Criticism of Little Albert Experiment: Was it Unethical


The infamous experiment conducted by behaviorist John B Watson and his student Rosalie Rayner was condemned for adopting unethical practices. Both Watson and Rayner carried out the Little Albert experiment in the 1920s which became one of the classic psychology experiments despite being questioned for its unethical practices. 

Watson and Rayner exposed the nine-month-old little Albert to a white rat to which he showed no signs of fear. Next, the experimenters exposed the infant to the sound of a hammer striking a suspended metal bar. Listening to the loud sound, little Albert showed signs of feeling uneasy and after some time started crying. 

After a few days, both the experimenters exposed little Albert to the white rat again. However, while presenting the white rat to the infant, one of the experimenters struck a hammer on the suspended metal bar at the same time.
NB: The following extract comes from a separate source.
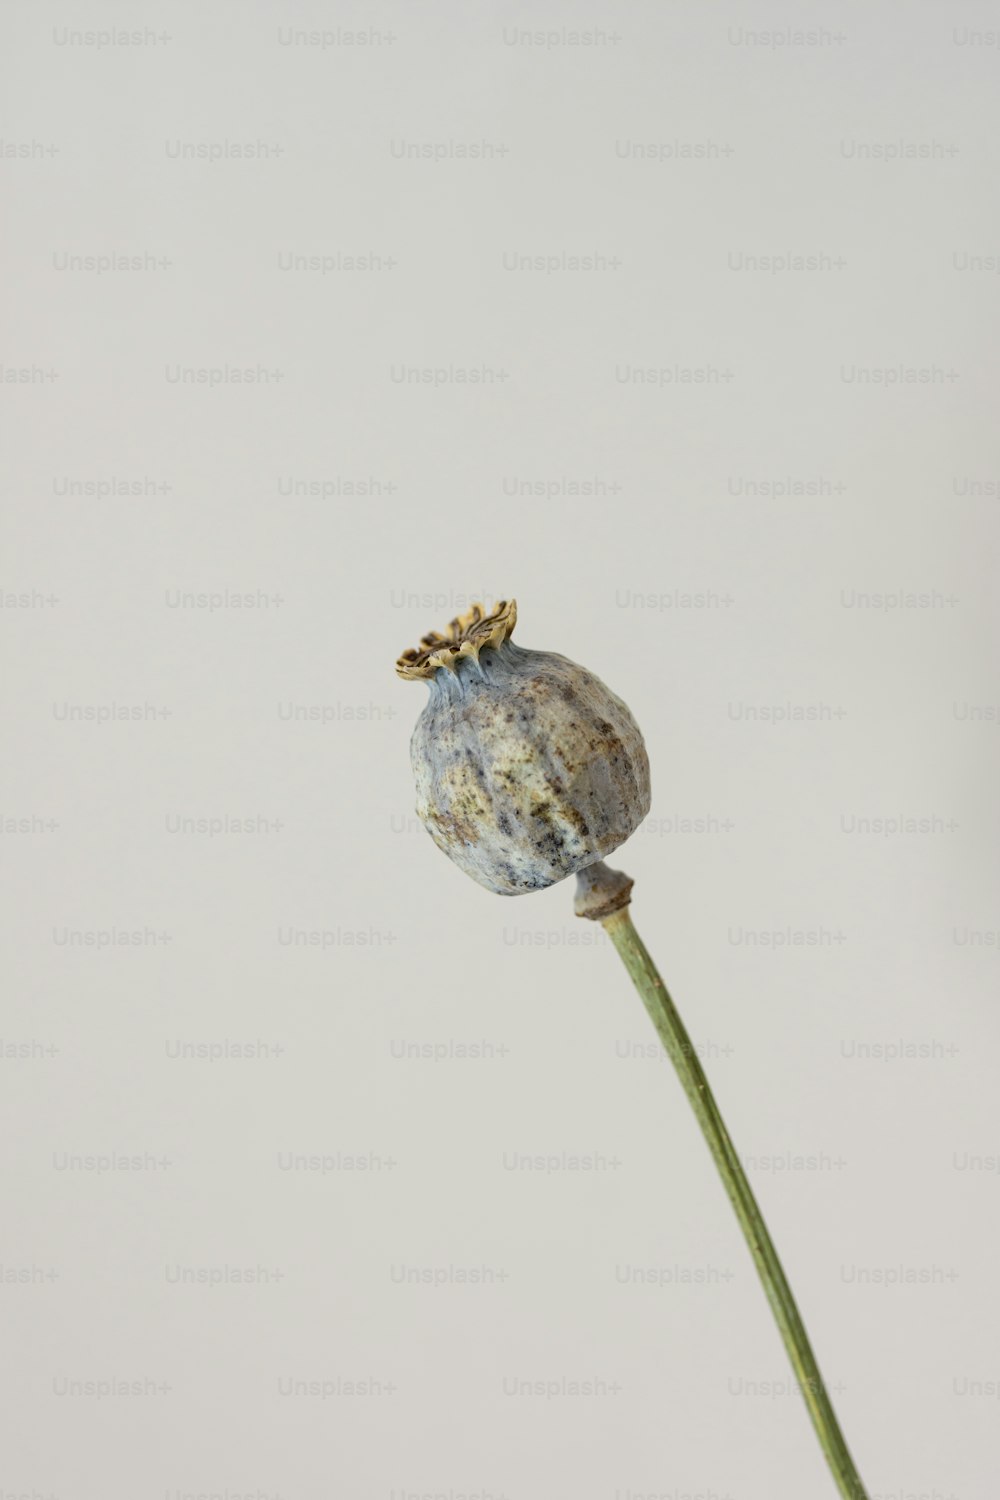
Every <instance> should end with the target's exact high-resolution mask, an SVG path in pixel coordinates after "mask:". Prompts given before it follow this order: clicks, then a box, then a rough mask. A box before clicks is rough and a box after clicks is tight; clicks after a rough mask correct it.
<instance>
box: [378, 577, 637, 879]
mask: <svg viewBox="0 0 1000 1500" xmlns="http://www.w3.org/2000/svg"><path fill="white" fill-rule="evenodd" d="M516 619H517V606H516V603H514V600H510V603H501V604H498V606H496V609H493V610H492V612H490V613H487V612H486V610H484V609H483V606H481V604H474V606H472V609H469V610H468V612H466V613H465V615H460V616H459V618H457V619H453V621H451V624H450V625H448V630H447V633H445V634H438V633H436V631H435V633H432V634H427V636H424V637H423V640H421V642H420V648H418V649H415V651H405V652H403V655H402V657H400V658H399V661H397V663H396V670H397V673H399V675H400V676H403V678H408V679H426V681H427V684H429V685H430V697H429V699H427V702H426V705H424V709H423V712H421V715H420V718H418V720H417V727H415V729H414V736H412V741H411V747H409V753H411V762H412V768H414V778H415V781H417V814H418V816H420V819H421V822H423V823H424V826H426V828H427V831H429V832H430V837H432V838H433V840H435V843H436V844H438V847H439V849H444V852H445V853H447V855H448V856H450V858H451V859H454V862H456V864H457V865H459V867H460V868H462V870H465V873H466V874H471V876H472V879H474V880H478V882H480V885H484V886H486V888H487V889H489V891H496V892H498V894H499V895H520V894H522V892H523V891H540V889H543V888H544V886H547V885H555V882H556V880H562V879H565V877H567V876H568V874H574V873H576V871H577V870H583V868H586V867H588V865H591V864H594V862H595V861H597V859H603V858H604V855H607V853H610V852H612V850H613V849H616V847H618V846H619V844H621V843H624V841H625V838H628V835H630V834H633V832H634V831H636V828H637V826H639V823H640V822H642V820H643V817H645V816H646V813H648V811H649V760H648V756H646V747H645V744H643V739H642V733H640V732H639V726H637V724H636V720H634V718H633V715H631V714H630V711H628V708H627V706H625V703H622V700H621V697H616V696H615V693H612V691H610V688H607V687H604V684H603V682H601V681H600V678H597V676H594V673H592V672H588V670H586V669H585V667H582V666H577V664H576V663H574V661H568V660H567V658H565V657H562V655H556V654H555V652H552V651H525V649H523V648H522V646H516V645H514V642H513V640H511V639H510V636H511V631H513V628H514V622H516Z"/></svg>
Thus, each time little Albert touched the white rat, one of the experimenters struck the hammer on the metal bar to produce a loud sound. This was done repeatedly until little Albert started fearing the white rat without any loud sound being combined with it. 

Thus, both Watson and Rayner classically conditioned little Albert to fear the white rats. Further, it was also concluded that such a fear response can be transferred to other stimuli similar to the white rat. These included rabbit, cotton wool, seal fur coats, etc. 

Despite being an important experiment, the experiment is criticized for being unethical. 

Criticism of the Little Albert Experiment

One of the commonly asked questions among researchers is “what was unethical about the little Albert experiment?”

Well, the following are the grounds on which the little Albert experiment is criticized

1. Watson Harmed Little Albert

Watson harmed little Albert by conditioning him for the fear of white rats which did not exist previously. Such conditioning had the potential of causing a lifetime of suffering for the nine-month-old infant. 

2. No Consent Was Taken From Albert’s Mother

Going by today’s code of ethics, researchers conducting experiments are required to take the prior consent of the participants or anyone authorized on their behalf. Watson and Rayner did not take any consent from Albert’s mother for undertaking the experiment. 

3. Albert Was Not Given the Right to Withdraw

Much like the principle of informed consent, researchers today must give participants the right to withdraw from the experiment at any time. Such a right, too, was not given by Watson to little Albert and his mother. 

4. Watson Did Not Follow Standardized Methods 

The Little Albert experiment is also criticized for Watson not adopting standard methods of conducting the experiment. For instance, Watson took only one participant to conduct the experiment and draw conclusions. Similarly, he did not conduct the experiment in a controlled environment. 

What are the Ethical implications of the Little Albert Experiment?

The following are the ethical implications of Little Albert experiment: 

1. Humans Could be Classically Conditioned

One of the important ethical implications of the experiment is that one could condition emotional responses in humans. That is, an emotion such as fear could be instilled in humans for an object or event that did not exist ralier.  

2. Experiment Became a Source to Understand Phobias 

This experiment became one of the important initiating points to understand phobias. Further, this helped the researchers in understanding various ways in which such phobias could be treated. 


The Little Albert experiment showcases how humans can be classically conditioned for emotional responses. No doubt the practices adopted were unethical, the experiment made it evident that conditioning has important implications in the real world, especially in child-rearing and development.